ぐるぐる回るセンサーがない!? 日産が公開した自動運転車両“ココが違う!”その性能とは?
日産グローバル本社ギャラリーにて、自動運転モビリティサービスの実証実験に使用される車両が公開されました。ベース車両は日産の「セレナ」ですが、どのような特徴があるのでしょうか。担当者に話を伺いました。
ぐるぐる回らないセンサーである意味とは?
2025年10月3日、日産グローバル本社ギャラリーにて、自動運転モビリティサービスの実証実験に使用される車両が公開されました。ベース車両は日産の「セレナ」ですが、どのような特徴があるのでしょうか。担当者に話を伺いました。

まず全体のフォルムで目を引くのは、一般的な自動運転車に見られるような、360度回転するLiDAR(ライダー)センサーが目立つ位置に搭載されていない点です。もちろん、日産のこの車両もセンサーによってさまざまな情報を収集していますが、その仕組みがやや異なるとのことです。
担当者によると、「この車両は、ルーフに一つのセンサーを設置して全体を監視するのではなく、車体の四方に設けられた鏡のような形状のセンサーが、LiDARとしての役割を果たしています」とのこと。さらに、回転式との違いについては、「遠距離の情報を高精度で収集するのに適しています」と説明してくれました。
この鏡型センサーは、セレナの高めの車高と組み合わせることで、検出エリアを大幅に広げることができ、より高精度な情報の取得が可能になるそうです。ただし、主に遠距離の情報収集に特化しています。

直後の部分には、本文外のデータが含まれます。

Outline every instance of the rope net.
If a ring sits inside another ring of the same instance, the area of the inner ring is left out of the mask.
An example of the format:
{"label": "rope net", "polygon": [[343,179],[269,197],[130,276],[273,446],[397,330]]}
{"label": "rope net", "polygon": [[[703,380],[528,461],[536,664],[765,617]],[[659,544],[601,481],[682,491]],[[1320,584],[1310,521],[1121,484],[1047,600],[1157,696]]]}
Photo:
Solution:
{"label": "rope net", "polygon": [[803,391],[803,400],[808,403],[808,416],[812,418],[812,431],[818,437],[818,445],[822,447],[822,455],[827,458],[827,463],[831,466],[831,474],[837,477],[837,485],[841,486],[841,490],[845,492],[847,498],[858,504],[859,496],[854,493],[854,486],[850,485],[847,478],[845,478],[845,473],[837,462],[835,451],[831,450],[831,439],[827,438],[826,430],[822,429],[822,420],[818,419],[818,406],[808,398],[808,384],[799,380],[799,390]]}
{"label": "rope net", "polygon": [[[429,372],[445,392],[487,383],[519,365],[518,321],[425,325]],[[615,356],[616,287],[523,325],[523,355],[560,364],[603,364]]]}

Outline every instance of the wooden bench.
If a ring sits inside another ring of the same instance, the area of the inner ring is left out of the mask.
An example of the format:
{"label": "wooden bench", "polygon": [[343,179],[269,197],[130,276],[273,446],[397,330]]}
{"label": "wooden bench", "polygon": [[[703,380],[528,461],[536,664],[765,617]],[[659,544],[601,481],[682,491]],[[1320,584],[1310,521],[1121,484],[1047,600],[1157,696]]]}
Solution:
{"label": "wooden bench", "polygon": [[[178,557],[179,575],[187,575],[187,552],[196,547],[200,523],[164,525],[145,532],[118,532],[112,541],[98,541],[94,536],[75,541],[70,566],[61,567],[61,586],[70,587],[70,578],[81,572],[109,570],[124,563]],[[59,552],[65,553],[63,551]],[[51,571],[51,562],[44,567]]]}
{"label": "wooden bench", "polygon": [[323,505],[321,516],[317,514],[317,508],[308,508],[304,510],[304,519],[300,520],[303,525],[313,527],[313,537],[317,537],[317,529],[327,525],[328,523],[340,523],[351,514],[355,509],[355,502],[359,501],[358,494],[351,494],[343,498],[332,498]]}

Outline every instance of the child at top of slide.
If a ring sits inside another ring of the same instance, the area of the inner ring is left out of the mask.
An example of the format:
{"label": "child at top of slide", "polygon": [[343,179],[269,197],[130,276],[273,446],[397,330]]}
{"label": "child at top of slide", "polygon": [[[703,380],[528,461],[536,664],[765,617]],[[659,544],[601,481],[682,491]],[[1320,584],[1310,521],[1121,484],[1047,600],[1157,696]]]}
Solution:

そのため、足元や車両のすぐ近くにある物体を検知するため、サイドミラー付近には回転式のLiDARが別途設置されているとのことです。これら2種類のセンサーを組み合わせることで、長年の研究を経て進化したAIが、車外環境の認識や行動予測による判断・制御を行い、よりスムーズで“優しい”走行を実現しているといいます。
この「優しい自動運転」は、テスト走行時にも高く評価されており、担当者は「中国やアメリカで乗った自動運転タクシーよりも乗り心地が良かったという声をいただきました」と語ります。日産では2017年から自動運転の研究を開始しており、ハンドルの切り方や加減速の仕方など、人間が快適だと感じる運転挙動についても検証を重ねてきました。その成果が、今回の評価につながっているようです。
また、緊急時の判断能力も高く、緊急車両への対応や、横断歩道における歩行者への配慮なども、収音マイクやセンサー、カメラを駆使して的確に行えるとのこと。実際に警察の運転審査官が試乗した際には、「これなら試験に一発合格ですね」とお墨付きを得たそうです。ちなみに、教習所を経ずに一発試験で合格する確率は5〜10%程度といわれており、それを踏まえると、AIの運転技術の高さがうかがえます。
ただし、このように周囲に細やかに配慮した走行に対し、「運転がややトロい」と感じる人もいたようです。その点について担当者は、「自動運転が普及すれば、電車に対して『遅い』とか『危険では?』と思う人が少ないのと同じように、“そういう乗りものなのだ”という認識が広がっていくはずです」と話し、公共交通機関としての受け入れが進めば、評価も変わっていくだろうと見解を示しました。
同車を用いた実証実験は2025年11月27日から2026年1月30日まで横浜市みなとみらい周辺で実施されます。運行台数は5台で、計26か所の乗降エリアが設置される予定です。なお、一般利用モニターの募集期間は10月3日から10月31日までで、実証実験の該当エリアを通勤などで利用している人に限定されます。